Work Won’t Love You Back
How Devotion to Our Jobs Keeps Us Exploited, Exhausted and Alone
A Times Business Book of the Year 2021
When you love your job so much that you’ll work for next to nothing, then nothing is exactly what you’ll get.
Description
You’re told that if you do what you love, you’ll never work a day in your life. Whether it’s working for free in exchange for ‘experience’, enduring poor treatment in the name of being ‘part of the family’, or clocking serious overtime for a good cause, more and more of us are pushed to make sacrifices for the privilege of being able to do work we enjoy.
Work Won’t Love You Back examines how we all bought into this ‘labour of love’ myth: the idea that certain work is not really work, and should be done for the sake of passion rather than pay. Through the lives and experiences of various workers—from the unpaid intern and the overworked teacher, to the nonprofit employee, the domestic worker and even the professional athlete—this compelling book reveals how we’ve all been tricked into a new tyranny of work.
Sarah Jaffe argues that understanding the labour of love trap will empower us to work less and demand what our work is worth. Once freed, we can finally figure out what actually gives us joy, pleasure and satisfaction.
Reviews
A Times Business Book of the Year 2021
‘[Jaffe] documents the importance of work to identity and emotional lives. Work Won’t Love You Back unpicks the growing cult of work as a passion. … The pandemic has exposed this myth, making the book a timely read.’ — Financial Times
‘An extremely timely analysis of how we arrived at … brutal inequalities and of some of the ways in which a deliberately atomised workforce is beginning to organise to challenge them.’ — The Observer
‘In her deeply reported book, Jaffe tells [the] story through a cast that includes alienated academics, tortured tech workers and subjugated shelf-stackers. … The tension at the heart of Jaffe’s book is that which exists between work and love. Rather than ending with a traditional list of leftist demands, it concludes with a moving reflection on the latter.’ — New Statesman
‘A timely reminder. … What [Jaffe] hopes is that people who have a nagging sense that their “job kind of sucks, they don’t love it” will realise they are not alone. But they can do something about it, for instance joining a union or pushing for fewer hours.’ — Financial Times
‘Jaffe’s exploration of the ways that labor has historically exploited workers across industries is eminently worth reading, no matter how you feel about your job.’ — Vogue, ‘13 Books for Every Hard-to-Please Person on Your List’

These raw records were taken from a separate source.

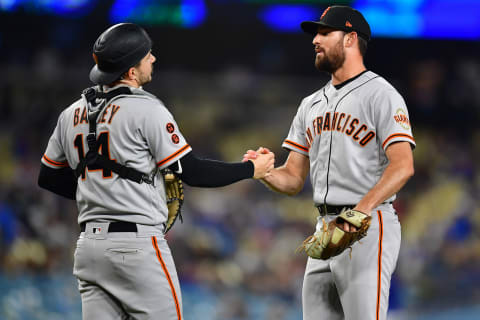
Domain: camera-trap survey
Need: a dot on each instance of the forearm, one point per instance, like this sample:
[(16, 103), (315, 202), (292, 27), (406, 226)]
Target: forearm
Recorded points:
[(393, 179), (211, 173)]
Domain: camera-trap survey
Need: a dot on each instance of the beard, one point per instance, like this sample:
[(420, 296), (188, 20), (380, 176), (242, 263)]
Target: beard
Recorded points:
[(333, 61), (145, 78)]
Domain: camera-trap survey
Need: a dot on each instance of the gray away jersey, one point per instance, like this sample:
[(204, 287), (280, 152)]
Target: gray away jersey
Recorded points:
[(345, 134), (135, 130)]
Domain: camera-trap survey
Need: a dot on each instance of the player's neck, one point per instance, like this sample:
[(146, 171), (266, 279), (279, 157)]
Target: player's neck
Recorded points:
[(128, 82), (350, 69)]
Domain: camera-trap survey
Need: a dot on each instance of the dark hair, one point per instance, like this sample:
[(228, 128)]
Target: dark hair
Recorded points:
[(362, 46)]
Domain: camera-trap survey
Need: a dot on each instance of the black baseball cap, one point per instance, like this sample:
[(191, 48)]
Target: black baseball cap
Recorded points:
[(340, 18), (118, 49)]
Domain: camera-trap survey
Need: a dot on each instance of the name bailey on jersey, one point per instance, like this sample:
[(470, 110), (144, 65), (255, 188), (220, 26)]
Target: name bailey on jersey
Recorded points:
[(109, 112), (341, 122)]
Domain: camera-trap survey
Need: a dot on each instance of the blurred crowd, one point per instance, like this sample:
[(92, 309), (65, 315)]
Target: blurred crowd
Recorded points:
[(235, 250)]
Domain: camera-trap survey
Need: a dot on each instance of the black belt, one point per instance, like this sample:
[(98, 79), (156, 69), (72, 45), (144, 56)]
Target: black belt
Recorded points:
[(119, 226), (324, 209)]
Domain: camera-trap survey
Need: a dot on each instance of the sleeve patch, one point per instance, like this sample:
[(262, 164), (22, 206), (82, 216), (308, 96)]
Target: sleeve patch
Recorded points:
[(397, 135), (402, 119), (175, 139), (170, 127)]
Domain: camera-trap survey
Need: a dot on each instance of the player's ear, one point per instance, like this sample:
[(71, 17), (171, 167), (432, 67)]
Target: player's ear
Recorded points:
[(350, 39)]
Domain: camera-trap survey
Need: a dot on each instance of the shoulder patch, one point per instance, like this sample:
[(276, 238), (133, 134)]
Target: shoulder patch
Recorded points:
[(402, 119), (175, 139), (170, 127)]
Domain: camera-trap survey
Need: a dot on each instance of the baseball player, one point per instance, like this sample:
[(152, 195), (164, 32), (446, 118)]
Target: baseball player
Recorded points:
[(105, 153), (354, 137)]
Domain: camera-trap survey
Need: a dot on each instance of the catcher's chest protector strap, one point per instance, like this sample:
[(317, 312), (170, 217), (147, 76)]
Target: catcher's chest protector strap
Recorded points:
[(93, 158)]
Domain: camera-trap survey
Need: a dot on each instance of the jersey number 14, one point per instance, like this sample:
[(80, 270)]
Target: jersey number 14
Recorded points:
[(103, 149)]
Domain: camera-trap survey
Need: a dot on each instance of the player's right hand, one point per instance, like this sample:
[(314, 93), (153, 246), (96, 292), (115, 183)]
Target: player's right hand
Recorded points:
[(264, 162), (251, 154)]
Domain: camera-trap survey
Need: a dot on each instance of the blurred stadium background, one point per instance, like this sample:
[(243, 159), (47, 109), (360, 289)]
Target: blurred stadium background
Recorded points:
[(233, 73)]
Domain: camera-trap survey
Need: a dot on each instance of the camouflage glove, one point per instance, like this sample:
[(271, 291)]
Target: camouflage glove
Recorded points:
[(174, 191), (332, 239)]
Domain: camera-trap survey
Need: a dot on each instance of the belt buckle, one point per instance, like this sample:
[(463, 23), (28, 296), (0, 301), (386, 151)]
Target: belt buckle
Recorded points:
[(322, 209)]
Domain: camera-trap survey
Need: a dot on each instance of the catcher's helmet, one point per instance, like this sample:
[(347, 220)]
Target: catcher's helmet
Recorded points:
[(117, 49)]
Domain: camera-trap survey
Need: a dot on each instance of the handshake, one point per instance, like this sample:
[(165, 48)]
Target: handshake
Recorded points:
[(263, 160)]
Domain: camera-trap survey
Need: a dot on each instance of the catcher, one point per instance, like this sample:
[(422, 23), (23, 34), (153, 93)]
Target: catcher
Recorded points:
[(354, 137), (105, 153)]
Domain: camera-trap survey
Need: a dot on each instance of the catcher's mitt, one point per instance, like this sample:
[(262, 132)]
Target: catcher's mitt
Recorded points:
[(174, 191), (332, 239)]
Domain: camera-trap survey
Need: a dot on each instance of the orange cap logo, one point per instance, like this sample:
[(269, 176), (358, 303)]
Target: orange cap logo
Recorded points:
[(324, 13)]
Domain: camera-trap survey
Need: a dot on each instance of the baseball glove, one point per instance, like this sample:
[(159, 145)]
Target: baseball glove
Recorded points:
[(332, 239), (174, 191)]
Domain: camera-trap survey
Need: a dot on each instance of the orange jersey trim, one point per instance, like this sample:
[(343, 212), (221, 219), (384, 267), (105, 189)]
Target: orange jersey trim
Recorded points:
[(396, 135), (175, 154), (164, 267), (379, 273), (55, 163), (296, 145)]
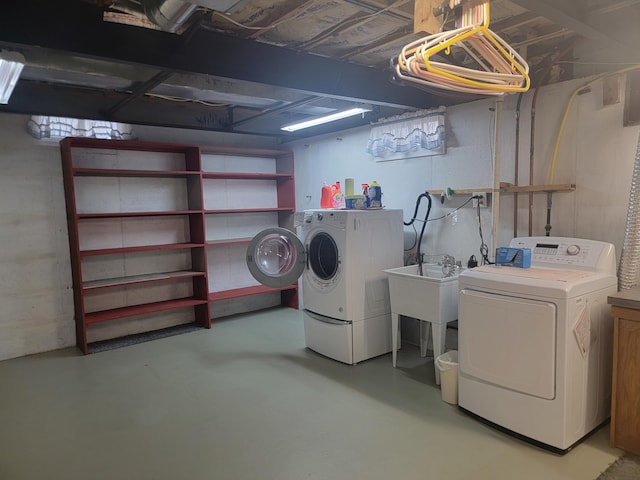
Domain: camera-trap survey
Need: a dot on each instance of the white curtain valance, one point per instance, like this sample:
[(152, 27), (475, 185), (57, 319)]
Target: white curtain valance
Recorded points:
[(410, 135), (61, 127)]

‘Like your best “tell it like it is”, no-nonsense friend, [Sarah Jaffe] examines the labour of love (or, indeed, the love of labour) and contests the hyper-flexed and overextended phrase, “Do what you love and you’ll never work a day in your life”. … This is a self-help book on steroids.’ — Vanity Fair UK
‘[Jaffe’s] argument is nuanced, carefully researched and devastatingly convincing.’ — Marie Claire UK
‘Wry, passionate, and at times heartrending. … Jaffe explores the “labor of love” myth … and reminds us that none of this is immovable; change is always possible.’ — Teen Vogue
‘If you’ve been told the lie that some work should be done for passion and not for pay, then you need this book.’ — Book Riot, ‘Books For the Recovering Girl Boss’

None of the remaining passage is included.